3 Reasons Google Apps is Great for Therapeutic Schools

First of all, you might be asking “what the heck is a therapeutic school?” I’m not an expert beyond what we do at my own school, but basically I understand therapeutic schools to be schools that teach academic subjects side by side with skills for living a healthy life, including emotional regulation, relationship skills and strategies for functioning successfully in a community. At my school, our students are all working on different goals related to these skills, and as such, we serve them in a variety of groups and in 1-to-1 classes.

We’ve had a Google Apps for Education account for a little less than a year so far, and already there are so many great applications to our work. Here are some of the reasons I think Google Apps is great for therapeutic schools.

  1. Students get peer interaction without being face-to-face. Many of our students are learning the best way to be in relationship with each other, and sometimes sitting in a room with a peer can be stressful, confusing and hard. Google Apps allows students to interact with one another in a low-stakes way. I can edit this paper with my classmate, but I don’t have to think about my body language and my facial expression and constantly talking to them while I’m also trying to remember how to edit a paper. Real-time collaboration on Google Docs gives a sense of working together while also giving space to each student to think and breathe.

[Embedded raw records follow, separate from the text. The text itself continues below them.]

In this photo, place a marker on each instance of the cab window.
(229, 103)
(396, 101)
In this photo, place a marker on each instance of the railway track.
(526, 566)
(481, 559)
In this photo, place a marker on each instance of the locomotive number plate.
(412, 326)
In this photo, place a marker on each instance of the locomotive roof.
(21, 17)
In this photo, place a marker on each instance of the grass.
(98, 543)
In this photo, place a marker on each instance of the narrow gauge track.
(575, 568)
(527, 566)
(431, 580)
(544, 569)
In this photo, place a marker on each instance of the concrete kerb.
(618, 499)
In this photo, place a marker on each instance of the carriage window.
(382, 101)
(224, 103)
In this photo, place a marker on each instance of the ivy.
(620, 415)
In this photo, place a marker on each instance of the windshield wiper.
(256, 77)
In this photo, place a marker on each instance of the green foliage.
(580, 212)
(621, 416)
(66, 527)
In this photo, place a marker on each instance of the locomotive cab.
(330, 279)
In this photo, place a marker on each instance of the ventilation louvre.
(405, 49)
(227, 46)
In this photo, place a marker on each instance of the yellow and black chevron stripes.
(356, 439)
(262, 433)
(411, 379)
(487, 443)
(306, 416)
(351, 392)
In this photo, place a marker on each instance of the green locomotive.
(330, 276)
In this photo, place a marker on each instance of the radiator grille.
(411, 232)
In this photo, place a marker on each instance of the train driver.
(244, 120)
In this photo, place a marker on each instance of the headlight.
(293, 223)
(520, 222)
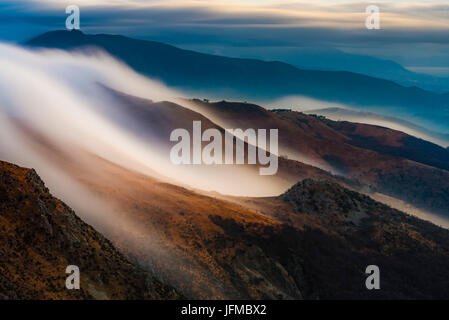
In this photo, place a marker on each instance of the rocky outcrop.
(40, 236)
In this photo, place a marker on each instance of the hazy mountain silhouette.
(255, 79)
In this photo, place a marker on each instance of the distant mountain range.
(336, 60)
(40, 236)
(211, 75)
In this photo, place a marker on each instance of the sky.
(413, 33)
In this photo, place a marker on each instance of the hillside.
(389, 161)
(40, 236)
(253, 79)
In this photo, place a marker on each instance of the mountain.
(312, 242)
(384, 159)
(255, 79)
(337, 60)
(40, 236)
(339, 114)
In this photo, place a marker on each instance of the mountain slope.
(366, 157)
(254, 79)
(40, 236)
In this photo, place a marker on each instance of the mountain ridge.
(255, 79)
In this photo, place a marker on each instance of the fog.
(61, 96)
(366, 115)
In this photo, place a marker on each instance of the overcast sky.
(414, 33)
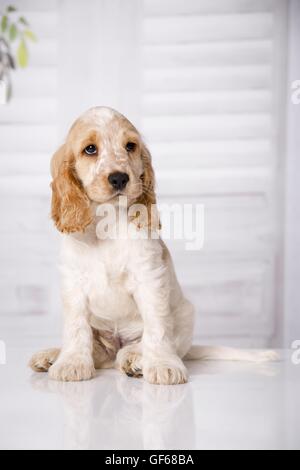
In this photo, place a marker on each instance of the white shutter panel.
(28, 134)
(212, 88)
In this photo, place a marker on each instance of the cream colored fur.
(122, 302)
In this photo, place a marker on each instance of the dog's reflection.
(117, 412)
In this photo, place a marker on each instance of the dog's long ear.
(70, 204)
(148, 198)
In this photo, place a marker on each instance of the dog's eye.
(91, 150)
(130, 146)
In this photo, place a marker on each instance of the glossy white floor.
(225, 406)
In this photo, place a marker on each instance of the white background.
(208, 83)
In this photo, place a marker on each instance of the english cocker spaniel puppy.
(122, 303)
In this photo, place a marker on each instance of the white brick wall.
(28, 135)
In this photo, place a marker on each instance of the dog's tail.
(211, 353)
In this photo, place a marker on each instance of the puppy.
(122, 303)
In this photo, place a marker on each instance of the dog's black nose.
(118, 181)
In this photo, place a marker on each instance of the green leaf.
(13, 32)
(11, 9)
(30, 35)
(4, 23)
(22, 54)
(23, 21)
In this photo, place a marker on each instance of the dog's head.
(103, 158)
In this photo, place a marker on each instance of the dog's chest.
(108, 283)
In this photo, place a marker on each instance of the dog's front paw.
(42, 361)
(72, 369)
(130, 363)
(165, 374)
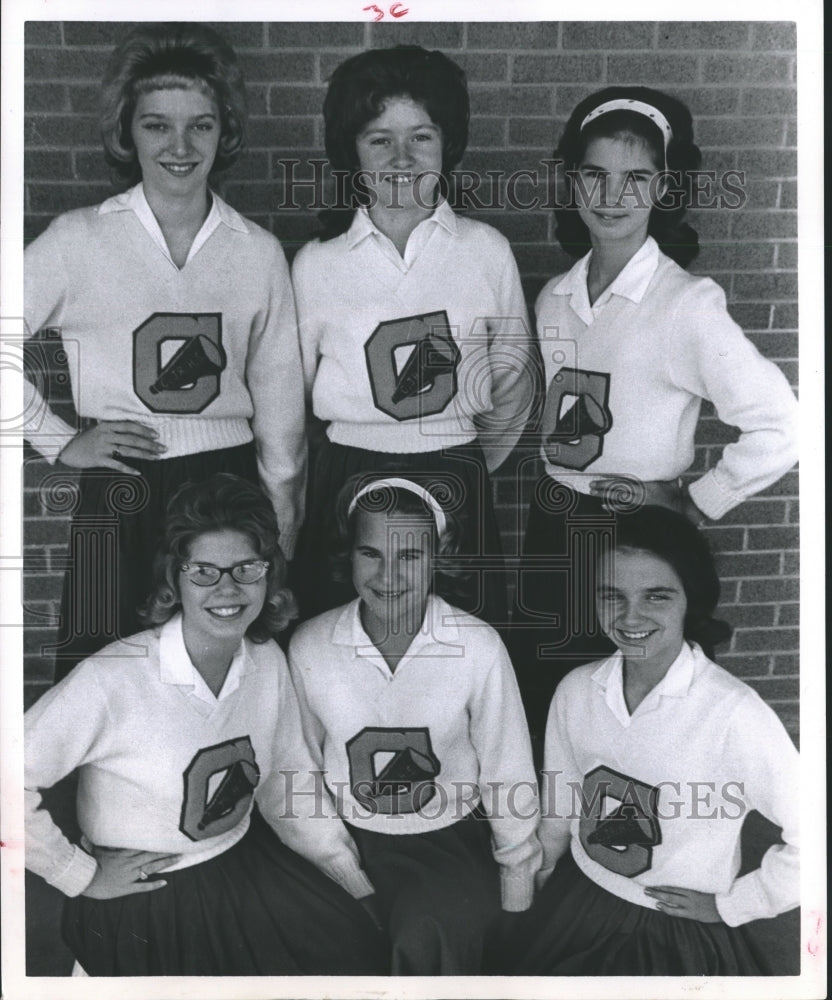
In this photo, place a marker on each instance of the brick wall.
(739, 81)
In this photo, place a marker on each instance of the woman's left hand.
(686, 903)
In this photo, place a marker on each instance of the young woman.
(412, 319)
(652, 759)
(176, 733)
(178, 321)
(631, 346)
(412, 710)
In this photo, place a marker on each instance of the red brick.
(772, 286)
(487, 132)
(789, 614)
(744, 565)
(43, 33)
(65, 64)
(512, 101)
(274, 67)
(769, 100)
(648, 69)
(787, 663)
(774, 35)
(609, 35)
(483, 66)
(773, 538)
(703, 35)
(748, 69)
(46, 165)
(106, 33)
(764, 225)
(776, 589)
(766, 640)
(315, 35)
(513, 35)
(532, 69)
(766, 131)
(430, 34)
(785, 317)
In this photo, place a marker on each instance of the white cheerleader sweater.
(362, 307)
(105, 278)
(418, 749)
(627, 375)
(166, 766)
(657, 798)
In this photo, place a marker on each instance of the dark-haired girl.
(412, 710)
(631, 346)
(178, 322)
(653, 758)
(176, 733)
(412, 319)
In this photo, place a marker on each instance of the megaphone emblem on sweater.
(189, 379)
(412, 365)
(619, 825)
(576, 417)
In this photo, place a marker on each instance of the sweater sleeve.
(712, 358)
(60, 732)
(508, 784)
(759, 748)
(295, 801)
(514, 370)
(308, 333)
(275, 382)
(45, 289)
(560, 773)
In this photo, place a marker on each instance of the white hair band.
(624, 104)
(404, 484)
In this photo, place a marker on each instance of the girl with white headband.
(413, 713)
(631, 346)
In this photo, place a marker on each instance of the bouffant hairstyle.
(222, 502)
(675, 237)
(163, 57)
(677, 541)
(358, 90)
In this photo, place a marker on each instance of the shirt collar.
(134, 200)
(438, 628)
(363, 226)
(175, 666)
(609, 676)
(631, 283)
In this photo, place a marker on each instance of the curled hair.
(224, 502)
(359, 89)
(677, 541)
(394, 500)
(675, 237)
(163, 57)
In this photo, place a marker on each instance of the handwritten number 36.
(395, 10)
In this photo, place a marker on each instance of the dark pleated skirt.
(113, 537)
(439, 894)
(576, 928)
(458, 478)
(258, 909)
(554, 623)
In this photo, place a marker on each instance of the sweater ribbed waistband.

  2. Students can practice real-world skills in a closed environment. While some of Google Apps for Education’s monitoring settings leave something to be desired, Google does make it easy to close your Google Apps environment so that students and teachers are interacting with each other only, and not the outside world. You can email peers and teachers you’ve already met in the real world or share your website with only a handful of teachers you know will provide supportive feedback. One of the scariest things when you’re learning how to navigate the world is the unexpectedness of interactions with people you don’t know. Learning how to be online in a community of people whose faces you’ve seen makes all of that much less scary.

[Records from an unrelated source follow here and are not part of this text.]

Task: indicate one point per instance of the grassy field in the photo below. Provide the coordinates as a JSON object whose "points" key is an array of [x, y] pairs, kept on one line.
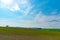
{"points": [[29, 34]]}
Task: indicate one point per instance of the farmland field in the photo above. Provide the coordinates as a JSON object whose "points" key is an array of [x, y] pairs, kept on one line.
{"points": [[28, 34]]}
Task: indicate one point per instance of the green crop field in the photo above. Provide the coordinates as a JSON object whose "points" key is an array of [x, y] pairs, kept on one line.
{"points": [[7, 33]]}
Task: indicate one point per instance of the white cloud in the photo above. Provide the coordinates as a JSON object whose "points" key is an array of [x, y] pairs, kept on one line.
{"points": [[15, 8]]}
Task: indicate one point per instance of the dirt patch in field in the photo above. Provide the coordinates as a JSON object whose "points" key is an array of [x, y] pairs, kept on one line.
{"points": [[27, 37]]}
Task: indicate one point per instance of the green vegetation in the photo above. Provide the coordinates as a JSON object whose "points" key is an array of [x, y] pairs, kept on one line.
{"points": [[8, 33]]}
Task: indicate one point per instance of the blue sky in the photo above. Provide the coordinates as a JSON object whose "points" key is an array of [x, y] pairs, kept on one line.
{"points": [[28, 13]]}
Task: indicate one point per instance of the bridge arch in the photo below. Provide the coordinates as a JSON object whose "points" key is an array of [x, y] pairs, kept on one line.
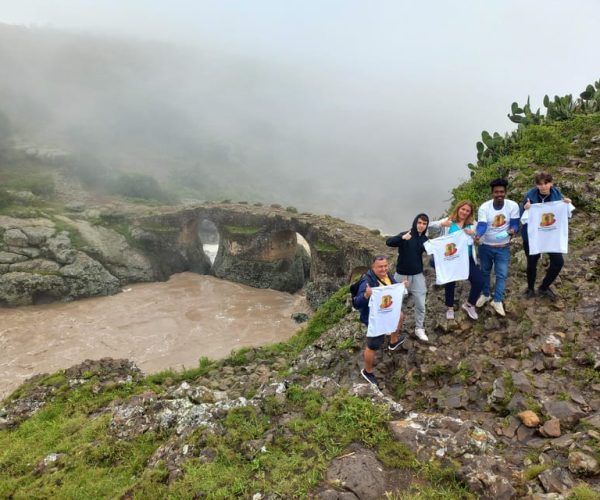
{"points": [[259, 245]]}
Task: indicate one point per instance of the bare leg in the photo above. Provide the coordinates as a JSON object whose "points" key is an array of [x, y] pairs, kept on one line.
{"points": [[394, 336], [369, 359]]}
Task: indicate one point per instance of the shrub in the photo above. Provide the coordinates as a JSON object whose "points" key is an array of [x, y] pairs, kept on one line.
{"points": [[139, 186]]}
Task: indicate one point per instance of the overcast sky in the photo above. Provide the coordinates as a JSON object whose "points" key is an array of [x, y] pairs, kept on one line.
{"points": [[424, 78]]}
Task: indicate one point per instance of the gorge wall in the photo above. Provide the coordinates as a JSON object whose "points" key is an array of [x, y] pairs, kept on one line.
{"points": [[97, 251]]}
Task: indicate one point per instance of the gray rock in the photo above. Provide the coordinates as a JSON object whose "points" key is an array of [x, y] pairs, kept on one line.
{"points": [[59, 248], [36, 265], [521, 382], [114, 253], [583, 464], [556, 480], [18, 289], [594, 420], [565, 411], [300, 317], [11, 258], [30, 252], [489, 478], [551, 428], [359, 472], [37, 235], [15, 237], [86, 277]]}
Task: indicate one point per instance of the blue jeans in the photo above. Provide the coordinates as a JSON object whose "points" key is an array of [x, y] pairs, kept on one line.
{"points": [[498, 257]]}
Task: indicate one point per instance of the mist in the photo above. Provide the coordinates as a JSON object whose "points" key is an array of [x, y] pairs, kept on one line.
{"points": [[371, 116]]}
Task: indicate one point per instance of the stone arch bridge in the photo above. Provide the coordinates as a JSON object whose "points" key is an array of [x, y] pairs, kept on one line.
{"points": [[258, 245]]}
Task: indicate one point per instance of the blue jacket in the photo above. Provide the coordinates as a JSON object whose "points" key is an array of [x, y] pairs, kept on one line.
{"points": [[362, 303], [534, 196]]}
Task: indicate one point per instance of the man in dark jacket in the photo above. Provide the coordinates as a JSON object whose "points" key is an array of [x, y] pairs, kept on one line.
{"points": [[378, 275], [543, 192], [410, 267]]}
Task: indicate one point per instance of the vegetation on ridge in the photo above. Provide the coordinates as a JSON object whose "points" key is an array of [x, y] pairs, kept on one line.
{"points": [[76, 422]]}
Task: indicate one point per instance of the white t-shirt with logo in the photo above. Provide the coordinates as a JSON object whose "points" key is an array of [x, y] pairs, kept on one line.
{"points": [[451, 256], [385, 306], [497, 221], [548, 227]]}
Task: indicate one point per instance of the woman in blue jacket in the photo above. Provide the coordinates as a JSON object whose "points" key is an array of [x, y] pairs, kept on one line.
{"points": [[543, 192]]}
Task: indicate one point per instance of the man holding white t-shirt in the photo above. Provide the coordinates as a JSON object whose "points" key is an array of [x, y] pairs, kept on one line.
{"points": [[498, 221], [379, 276]]}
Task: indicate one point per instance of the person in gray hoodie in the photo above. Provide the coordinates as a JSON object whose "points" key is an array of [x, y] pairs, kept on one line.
{"points": [[409, 267]]}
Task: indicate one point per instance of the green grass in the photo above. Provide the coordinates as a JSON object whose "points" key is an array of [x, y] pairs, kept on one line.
{"points": [[583, 492], [539, 147], [535, 470], [256, 452]]}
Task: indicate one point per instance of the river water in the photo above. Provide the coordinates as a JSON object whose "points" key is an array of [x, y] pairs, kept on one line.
{"points": [[158, 325]]}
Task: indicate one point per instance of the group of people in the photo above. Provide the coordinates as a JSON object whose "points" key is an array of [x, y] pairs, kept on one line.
{"points": [[498, 221]]}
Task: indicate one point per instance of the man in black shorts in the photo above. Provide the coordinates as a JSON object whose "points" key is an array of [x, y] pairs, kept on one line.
{"points": [[378, 275]]}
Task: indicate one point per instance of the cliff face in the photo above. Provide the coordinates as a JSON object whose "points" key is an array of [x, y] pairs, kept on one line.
{"points": [[498, 408]]}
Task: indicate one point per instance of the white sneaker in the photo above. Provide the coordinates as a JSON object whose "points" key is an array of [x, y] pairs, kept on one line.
{"points": [[470, 310], [499, 308], [481, 301], [420, 334]]}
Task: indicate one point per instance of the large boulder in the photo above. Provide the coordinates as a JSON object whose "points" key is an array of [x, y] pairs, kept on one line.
{"points": [[112, 250], [24, 288], [86, 277]]}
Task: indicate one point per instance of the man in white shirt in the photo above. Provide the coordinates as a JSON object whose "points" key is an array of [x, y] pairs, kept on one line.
{"points": [[543, 192], [377, 276], [497, 222]]}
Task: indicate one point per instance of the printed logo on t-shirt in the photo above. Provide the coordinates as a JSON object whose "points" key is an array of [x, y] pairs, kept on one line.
{"points": [[450, 249], [386, 302], [547, 219], [499, 220]]}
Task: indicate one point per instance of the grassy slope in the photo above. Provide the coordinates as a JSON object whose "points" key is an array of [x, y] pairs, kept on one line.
{"points": [[97, 465]]}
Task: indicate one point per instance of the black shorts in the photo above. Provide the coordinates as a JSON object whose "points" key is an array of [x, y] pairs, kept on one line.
{"points": [[374, 343]]}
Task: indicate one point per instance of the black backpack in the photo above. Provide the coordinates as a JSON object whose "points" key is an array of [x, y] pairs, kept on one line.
{"points": [[356, 285]]}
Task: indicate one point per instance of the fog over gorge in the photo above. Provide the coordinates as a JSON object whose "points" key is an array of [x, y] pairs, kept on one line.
{"points": [[371, 119]]}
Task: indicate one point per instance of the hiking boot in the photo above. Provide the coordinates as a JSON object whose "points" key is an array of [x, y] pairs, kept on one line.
{"points": [[499, 308], [401, 339], [470, 310], [369, 377], [546, 292], [420, 334], [482, 300]]}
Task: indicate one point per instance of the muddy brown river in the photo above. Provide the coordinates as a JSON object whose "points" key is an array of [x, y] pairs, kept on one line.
{"points": [[158, 325]]}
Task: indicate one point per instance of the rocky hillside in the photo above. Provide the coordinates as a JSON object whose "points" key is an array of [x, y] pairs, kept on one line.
{"points": [[498, 408]]}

  3. Google Apps and constructivist learning go hand in hand. One of the tenets of constructivist learning is to allow students to develop their own knowledge with a hands-on tasks rather than being instructed from above by the teacher. Because Google Apps is generally very user-friendly with intuitive controls, students with even a little bit of prior web experience take to it easily. I typically only need to prompt once or twice that the red button is create, the blue button is share. Since Google’s been making efforts recently to unify design across Apps, the kids can pick up the visual language and apply it throughout. This way, students are developing their own understanding of how to navigate the web. I can be a guide rather than an instructor.
This is a topic I spend lots of time thinking about, so you’re sure to see more posts about it here. How about you? Any experiences with Google Apps helping students with their therapeutic goals?